The Background: Pioneering Virtual Health Care
Our client, a virtual care center — the only facility of its kind — was established to change lives and the health care system. The virtual care center brings care directly to patients by providing remote delivery of key aspects of health care, including monitoring vital signs, consultation with specialists, and prescription evaluation. Its cutting-edge telehealth program provided each patient with a set of telehealth monitoring equipment (i.e., digital scales, blood pressure cuff). The telehealth monitoring equipment is bluetooth enabled and connects patients to the hospital in real-time.
Patients meet regularly (sometimes as often as daily depending on their level of health) with their healthcare provider via a video call. Holding frequent virtual checkup meetings coupled with the daily tracking of their vital signs, reduces the need for them to visit a healthcare professional’s office. These lower barriers to health-improving activities increase the likelihood of patient compliance and result in better health and higher quality of life.
Our Challenge: Making Sense of Data
The stakes for the virtual care center are high and it faces complex challenges to deliver effective care to its patients. Enter 1904labs. We partnered with this client on a software and data engineering project designed to help streamline data flows and work processes. With the vast amount of person-specific data that the client had from their virtual monitors, they needed a better way to understand it and use it to optimize care being delivered. Our focus was to help them identify hidden signals within vast data sets, and use them to improve patient outcomes.
We first evaluated available data, gained a deep understanding of how the client organization impacts patients’ health, considered possible solutions and, ultimately, arrived on an initial goal for our efforts: create a predictive model for hospitalizations expected to occur within seven days.
This goal was important, measurable, and likely to be solvable with the data sets available. Important in that it could help reduce hospitalizations. Measurable because it is known when a patient is hospitalized. And solvable, because the data sets are likely to include leading indicators of hospitalizations, due to the breadth of metrics recorded.
Our Process: Highly Iterative
1904labs went to work. Over several months of continuous feedback in client check-ins every two weeks, our decision science team built and delivered various models, which led the client increasingly closer to an answer. Close, but not quite. Iteration after iteration seemed to be almost there. However, due to data limitations, these intermediate solutions were not instilling confidence that implementation would be able to impact patient health meaningfully. After a few rounds of incremental improvement, the team stopped to take stock. Following our HCDAgile philosophy, we kept the focus on the client’s ultimate goal: better patient outcomes. While the models we had been delivering may have been able to predict hospitalizations in seven days or fewer, there was a revelation that seven days likely wouldn’t be enough time for meaningful intervention.
And defining which specific patients were exactly predicted to be hospitalized proved to be challenging. Could there be a better solution?
What if, instead of creating a binary prediction of hospitalization within the next seven days, the model could predict a tendency for hospitalization? Might there be some classifications or groupings of similar-risk candidates? Groupings which would provide better insights into the problem?
HCDAgile at work again.
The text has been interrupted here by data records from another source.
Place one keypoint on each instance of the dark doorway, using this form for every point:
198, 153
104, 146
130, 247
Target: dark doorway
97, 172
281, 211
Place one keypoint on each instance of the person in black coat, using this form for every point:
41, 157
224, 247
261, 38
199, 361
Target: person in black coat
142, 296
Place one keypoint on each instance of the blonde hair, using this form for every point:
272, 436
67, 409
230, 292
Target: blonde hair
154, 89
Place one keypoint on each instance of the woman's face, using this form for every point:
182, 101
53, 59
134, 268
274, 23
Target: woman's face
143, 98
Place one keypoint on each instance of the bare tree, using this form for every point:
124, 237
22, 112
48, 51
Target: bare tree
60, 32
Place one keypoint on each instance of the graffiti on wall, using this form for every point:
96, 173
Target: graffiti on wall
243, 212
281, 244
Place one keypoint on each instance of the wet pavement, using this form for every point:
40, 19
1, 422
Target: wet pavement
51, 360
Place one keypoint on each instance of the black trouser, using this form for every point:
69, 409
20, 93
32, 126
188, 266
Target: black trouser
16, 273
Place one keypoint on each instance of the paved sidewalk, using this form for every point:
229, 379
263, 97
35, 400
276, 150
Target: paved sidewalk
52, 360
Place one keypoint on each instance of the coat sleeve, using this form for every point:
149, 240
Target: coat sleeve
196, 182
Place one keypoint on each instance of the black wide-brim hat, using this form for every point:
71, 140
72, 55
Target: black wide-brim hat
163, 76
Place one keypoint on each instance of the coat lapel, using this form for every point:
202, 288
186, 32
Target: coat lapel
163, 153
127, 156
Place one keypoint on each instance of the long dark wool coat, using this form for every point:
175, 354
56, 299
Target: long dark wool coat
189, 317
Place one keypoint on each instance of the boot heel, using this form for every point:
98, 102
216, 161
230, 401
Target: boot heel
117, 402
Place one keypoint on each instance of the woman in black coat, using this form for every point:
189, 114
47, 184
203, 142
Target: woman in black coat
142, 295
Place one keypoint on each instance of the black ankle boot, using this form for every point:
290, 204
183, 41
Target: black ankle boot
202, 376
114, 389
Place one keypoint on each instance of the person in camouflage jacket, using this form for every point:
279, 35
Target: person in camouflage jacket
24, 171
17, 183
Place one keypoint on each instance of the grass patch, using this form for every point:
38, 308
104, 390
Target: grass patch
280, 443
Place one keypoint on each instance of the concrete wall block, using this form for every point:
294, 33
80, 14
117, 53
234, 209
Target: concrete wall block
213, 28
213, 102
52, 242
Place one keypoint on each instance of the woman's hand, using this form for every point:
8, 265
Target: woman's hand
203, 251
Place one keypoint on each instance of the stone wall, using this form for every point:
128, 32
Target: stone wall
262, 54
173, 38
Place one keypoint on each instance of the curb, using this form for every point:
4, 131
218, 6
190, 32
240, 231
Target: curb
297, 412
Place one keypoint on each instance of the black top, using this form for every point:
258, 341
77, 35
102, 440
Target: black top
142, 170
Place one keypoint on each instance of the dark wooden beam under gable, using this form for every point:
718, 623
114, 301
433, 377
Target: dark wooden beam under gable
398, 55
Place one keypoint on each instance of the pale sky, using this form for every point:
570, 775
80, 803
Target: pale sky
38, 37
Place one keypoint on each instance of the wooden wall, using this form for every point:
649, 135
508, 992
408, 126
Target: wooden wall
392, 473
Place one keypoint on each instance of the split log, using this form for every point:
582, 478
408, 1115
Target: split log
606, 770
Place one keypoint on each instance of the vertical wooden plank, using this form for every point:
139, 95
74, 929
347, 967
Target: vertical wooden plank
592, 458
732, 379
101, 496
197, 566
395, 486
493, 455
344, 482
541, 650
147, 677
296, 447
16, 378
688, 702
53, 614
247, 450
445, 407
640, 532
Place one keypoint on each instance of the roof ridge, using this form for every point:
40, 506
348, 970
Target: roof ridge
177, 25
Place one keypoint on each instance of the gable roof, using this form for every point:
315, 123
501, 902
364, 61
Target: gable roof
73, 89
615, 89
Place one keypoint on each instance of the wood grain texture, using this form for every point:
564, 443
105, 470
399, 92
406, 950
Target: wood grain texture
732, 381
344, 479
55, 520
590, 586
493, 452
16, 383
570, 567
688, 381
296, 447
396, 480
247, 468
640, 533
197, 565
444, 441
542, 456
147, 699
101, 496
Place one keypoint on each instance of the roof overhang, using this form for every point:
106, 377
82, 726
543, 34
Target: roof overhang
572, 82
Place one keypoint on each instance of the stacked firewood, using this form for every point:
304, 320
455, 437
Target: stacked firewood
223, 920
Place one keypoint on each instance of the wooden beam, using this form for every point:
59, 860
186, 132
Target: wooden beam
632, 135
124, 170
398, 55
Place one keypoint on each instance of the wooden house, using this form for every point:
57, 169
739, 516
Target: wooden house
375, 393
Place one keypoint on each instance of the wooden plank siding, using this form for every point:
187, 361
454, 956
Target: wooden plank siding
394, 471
With these adjustments, the team purposefully pivoted away from the “hospitalization in seven days” question to look at longer time frames, less absolute scale and more relative risk.
The Right Questions Lead to a Better Outcome
The team discovered that there was some clear clustering of likelihoods within the patient population. We were able to identify patients with similar characteristics and a low likelihood of hospitalization within the next three to six months (not days). These were classified as low risk. Others shared moderate or high-risk characteristics. Overall, virtually everyone could be identified within these three categories.
The opportunity was clear: Could the client use those classifications to tailor care plans to individual needs while still maintaining their high standards?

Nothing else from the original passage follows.